Li est mort sans testament. Sa fille explique que s’il avait rendu publique son intention, notamment en faisant authentifier son testament par un notaire, il aurait eu des ennuis avec le gouvernement. Les avocats de Zhang ont cité un projet de testament dans lequel Li déclarait que ses enfants « ne doivent pas participer à la publication de mes journaux ». Stanford affirme n’avoir jamais eu connaissance de ce projet.

Il y a longtemps, un tribunal de Pékin avait statué en faveur de Zhang.
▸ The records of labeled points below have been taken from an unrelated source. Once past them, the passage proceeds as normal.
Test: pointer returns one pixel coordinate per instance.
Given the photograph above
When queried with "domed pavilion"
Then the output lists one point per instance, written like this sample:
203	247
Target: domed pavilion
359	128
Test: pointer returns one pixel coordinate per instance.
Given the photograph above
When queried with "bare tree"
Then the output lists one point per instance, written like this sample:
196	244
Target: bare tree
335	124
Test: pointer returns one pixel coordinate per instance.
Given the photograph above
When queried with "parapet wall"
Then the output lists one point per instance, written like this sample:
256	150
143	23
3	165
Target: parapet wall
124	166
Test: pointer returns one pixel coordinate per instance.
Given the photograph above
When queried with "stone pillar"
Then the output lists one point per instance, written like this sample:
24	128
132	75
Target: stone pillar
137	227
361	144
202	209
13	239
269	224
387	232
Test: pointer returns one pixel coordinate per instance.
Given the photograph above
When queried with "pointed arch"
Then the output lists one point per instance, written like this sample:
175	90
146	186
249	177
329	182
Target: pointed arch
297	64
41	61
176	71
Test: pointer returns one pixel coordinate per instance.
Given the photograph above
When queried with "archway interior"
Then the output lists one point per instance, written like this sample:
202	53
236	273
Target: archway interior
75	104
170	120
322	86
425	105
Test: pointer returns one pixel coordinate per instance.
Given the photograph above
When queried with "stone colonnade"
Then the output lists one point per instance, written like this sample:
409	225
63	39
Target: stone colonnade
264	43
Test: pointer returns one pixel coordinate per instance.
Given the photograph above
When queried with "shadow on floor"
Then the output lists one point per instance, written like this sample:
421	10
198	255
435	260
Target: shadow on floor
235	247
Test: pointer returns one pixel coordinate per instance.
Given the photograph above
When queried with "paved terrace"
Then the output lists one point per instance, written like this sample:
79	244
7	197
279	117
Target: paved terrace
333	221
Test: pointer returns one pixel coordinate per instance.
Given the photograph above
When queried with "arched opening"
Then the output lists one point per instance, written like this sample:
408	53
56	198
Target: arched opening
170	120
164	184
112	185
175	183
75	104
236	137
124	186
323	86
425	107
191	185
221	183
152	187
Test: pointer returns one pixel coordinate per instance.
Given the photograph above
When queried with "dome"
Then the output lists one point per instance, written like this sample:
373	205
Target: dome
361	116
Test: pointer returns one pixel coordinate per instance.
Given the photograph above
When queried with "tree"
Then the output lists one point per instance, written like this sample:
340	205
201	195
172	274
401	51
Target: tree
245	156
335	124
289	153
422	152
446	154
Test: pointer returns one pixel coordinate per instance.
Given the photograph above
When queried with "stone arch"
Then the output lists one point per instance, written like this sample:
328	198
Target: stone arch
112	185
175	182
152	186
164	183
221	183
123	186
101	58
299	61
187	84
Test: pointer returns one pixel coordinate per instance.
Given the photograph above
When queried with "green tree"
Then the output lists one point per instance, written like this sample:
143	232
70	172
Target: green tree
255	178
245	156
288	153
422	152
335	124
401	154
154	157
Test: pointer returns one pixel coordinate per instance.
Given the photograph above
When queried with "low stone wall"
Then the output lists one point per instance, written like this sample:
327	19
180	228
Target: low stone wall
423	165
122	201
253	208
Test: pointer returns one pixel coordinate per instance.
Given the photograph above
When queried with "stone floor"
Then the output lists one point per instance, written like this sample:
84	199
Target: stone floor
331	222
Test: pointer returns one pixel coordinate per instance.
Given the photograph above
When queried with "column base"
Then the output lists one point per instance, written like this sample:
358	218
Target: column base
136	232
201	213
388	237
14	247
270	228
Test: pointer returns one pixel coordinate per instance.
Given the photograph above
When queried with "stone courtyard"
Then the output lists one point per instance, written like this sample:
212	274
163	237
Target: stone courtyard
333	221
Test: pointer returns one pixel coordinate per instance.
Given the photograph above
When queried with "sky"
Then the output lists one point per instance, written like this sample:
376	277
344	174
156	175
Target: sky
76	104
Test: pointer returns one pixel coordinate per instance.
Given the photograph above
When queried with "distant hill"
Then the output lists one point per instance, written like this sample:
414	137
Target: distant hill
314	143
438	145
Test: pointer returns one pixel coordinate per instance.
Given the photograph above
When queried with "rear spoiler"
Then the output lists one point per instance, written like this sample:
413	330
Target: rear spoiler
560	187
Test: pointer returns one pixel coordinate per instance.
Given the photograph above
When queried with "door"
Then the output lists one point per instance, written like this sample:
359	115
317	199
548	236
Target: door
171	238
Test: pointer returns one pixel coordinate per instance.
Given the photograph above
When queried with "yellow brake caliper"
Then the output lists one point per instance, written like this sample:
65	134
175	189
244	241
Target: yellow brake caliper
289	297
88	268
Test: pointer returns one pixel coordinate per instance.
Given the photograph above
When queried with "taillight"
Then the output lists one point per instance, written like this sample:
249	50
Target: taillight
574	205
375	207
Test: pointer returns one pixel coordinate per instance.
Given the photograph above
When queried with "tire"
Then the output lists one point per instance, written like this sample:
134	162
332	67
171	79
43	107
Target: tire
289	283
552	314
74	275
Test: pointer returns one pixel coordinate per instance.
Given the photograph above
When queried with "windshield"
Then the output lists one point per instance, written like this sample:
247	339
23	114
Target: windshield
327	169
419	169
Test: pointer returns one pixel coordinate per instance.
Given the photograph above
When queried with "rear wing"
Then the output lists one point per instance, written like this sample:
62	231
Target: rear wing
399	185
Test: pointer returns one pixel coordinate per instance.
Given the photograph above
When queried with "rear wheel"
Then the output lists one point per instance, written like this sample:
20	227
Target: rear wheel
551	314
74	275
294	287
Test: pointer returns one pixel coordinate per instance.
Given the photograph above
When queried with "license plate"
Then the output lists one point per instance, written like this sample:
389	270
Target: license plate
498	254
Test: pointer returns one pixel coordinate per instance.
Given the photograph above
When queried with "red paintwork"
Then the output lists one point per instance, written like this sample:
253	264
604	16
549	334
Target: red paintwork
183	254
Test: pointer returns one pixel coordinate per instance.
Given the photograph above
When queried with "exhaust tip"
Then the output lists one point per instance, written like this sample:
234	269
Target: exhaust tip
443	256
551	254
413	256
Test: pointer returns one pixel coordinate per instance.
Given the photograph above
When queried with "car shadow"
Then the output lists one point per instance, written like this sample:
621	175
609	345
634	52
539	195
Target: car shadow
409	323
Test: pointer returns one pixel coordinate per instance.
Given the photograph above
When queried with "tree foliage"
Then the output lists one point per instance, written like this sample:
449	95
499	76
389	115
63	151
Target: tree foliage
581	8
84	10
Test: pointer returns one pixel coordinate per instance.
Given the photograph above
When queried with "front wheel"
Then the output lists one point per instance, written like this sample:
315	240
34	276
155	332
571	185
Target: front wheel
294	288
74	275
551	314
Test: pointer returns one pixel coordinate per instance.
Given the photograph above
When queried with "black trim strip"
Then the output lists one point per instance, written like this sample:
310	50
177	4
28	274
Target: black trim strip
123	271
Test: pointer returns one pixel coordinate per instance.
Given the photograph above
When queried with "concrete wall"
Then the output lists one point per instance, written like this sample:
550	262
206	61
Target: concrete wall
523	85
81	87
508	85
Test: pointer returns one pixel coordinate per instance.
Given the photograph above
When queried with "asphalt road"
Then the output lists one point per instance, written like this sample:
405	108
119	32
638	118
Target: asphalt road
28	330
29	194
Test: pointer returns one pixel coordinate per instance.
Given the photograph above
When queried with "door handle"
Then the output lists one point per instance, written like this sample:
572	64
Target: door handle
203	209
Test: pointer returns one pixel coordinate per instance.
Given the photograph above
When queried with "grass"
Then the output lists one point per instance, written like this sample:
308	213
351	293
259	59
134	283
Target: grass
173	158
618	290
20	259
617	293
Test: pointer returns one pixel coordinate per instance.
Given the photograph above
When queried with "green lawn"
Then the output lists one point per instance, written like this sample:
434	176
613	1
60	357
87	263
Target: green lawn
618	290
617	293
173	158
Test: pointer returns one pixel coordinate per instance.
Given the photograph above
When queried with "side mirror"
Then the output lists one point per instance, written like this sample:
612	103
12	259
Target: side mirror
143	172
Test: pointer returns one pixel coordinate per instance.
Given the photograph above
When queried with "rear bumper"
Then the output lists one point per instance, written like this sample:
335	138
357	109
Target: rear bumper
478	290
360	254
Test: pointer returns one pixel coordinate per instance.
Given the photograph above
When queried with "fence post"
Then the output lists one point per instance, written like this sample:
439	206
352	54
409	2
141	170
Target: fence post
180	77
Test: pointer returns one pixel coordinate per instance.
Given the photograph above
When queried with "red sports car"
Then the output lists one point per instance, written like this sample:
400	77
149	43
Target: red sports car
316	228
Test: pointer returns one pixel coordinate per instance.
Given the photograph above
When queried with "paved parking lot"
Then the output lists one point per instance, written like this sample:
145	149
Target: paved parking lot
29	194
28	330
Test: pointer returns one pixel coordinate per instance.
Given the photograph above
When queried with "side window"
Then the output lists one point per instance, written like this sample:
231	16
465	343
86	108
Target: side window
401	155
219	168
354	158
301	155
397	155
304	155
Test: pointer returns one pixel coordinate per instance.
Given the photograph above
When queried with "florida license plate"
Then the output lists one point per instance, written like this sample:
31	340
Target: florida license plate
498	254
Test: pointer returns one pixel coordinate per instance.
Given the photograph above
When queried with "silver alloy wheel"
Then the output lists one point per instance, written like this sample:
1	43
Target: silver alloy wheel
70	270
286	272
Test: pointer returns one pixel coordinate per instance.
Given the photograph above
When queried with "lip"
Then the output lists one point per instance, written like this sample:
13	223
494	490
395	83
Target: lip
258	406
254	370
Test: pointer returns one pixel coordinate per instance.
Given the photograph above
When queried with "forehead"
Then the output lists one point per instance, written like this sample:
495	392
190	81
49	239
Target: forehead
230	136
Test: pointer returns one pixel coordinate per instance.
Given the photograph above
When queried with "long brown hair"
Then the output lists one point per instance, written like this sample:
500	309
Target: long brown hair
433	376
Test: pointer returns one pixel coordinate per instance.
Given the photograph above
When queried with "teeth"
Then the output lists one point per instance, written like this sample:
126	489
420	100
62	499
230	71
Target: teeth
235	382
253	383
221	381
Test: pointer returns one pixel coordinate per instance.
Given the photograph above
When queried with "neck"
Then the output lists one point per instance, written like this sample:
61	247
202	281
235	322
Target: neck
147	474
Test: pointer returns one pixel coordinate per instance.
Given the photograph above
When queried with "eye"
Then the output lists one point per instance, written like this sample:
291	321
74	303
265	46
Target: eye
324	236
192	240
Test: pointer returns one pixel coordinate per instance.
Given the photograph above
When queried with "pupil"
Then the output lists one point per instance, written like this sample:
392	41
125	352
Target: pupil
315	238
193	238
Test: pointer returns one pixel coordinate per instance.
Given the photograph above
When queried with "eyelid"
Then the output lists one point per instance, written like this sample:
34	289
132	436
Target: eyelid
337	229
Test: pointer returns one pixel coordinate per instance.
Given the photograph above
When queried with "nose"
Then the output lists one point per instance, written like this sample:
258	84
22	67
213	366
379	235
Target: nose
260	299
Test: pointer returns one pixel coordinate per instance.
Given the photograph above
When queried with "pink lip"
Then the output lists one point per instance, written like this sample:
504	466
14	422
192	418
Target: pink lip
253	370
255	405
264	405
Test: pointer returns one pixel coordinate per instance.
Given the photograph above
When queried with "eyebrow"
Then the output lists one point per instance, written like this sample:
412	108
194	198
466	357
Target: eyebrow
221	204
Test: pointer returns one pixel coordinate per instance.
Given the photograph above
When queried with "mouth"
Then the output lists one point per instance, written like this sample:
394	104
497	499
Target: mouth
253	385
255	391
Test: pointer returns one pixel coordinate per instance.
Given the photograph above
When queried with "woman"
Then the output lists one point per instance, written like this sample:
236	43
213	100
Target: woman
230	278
Une deuxième action en justice intentée à Pékin par la sœur de Li Nanyang, demandant la restitution des documents relatifs à leur mère, la première épouse de Li Rui, avait également abouti à un jugement en faveur de la restitution des documents. Mais les 40 cartons remplis de pages et de pages de gribouillis denses de Li, documentant les développements dramatiques et souvent assombris de la Chine au XXe siècle, restent pour l’instant à Stanford. Certains experts juridiques ont souligné que le procès de cette semaine pourrait simplement consister à déterminer si un tribunal américain doit respecter une décision rendue dans une juridiction étrangère. Mais pour les universitaires, les enjeux sont plus importants. Les journaux sont « un monument à l’histoire », déclare Dikötter.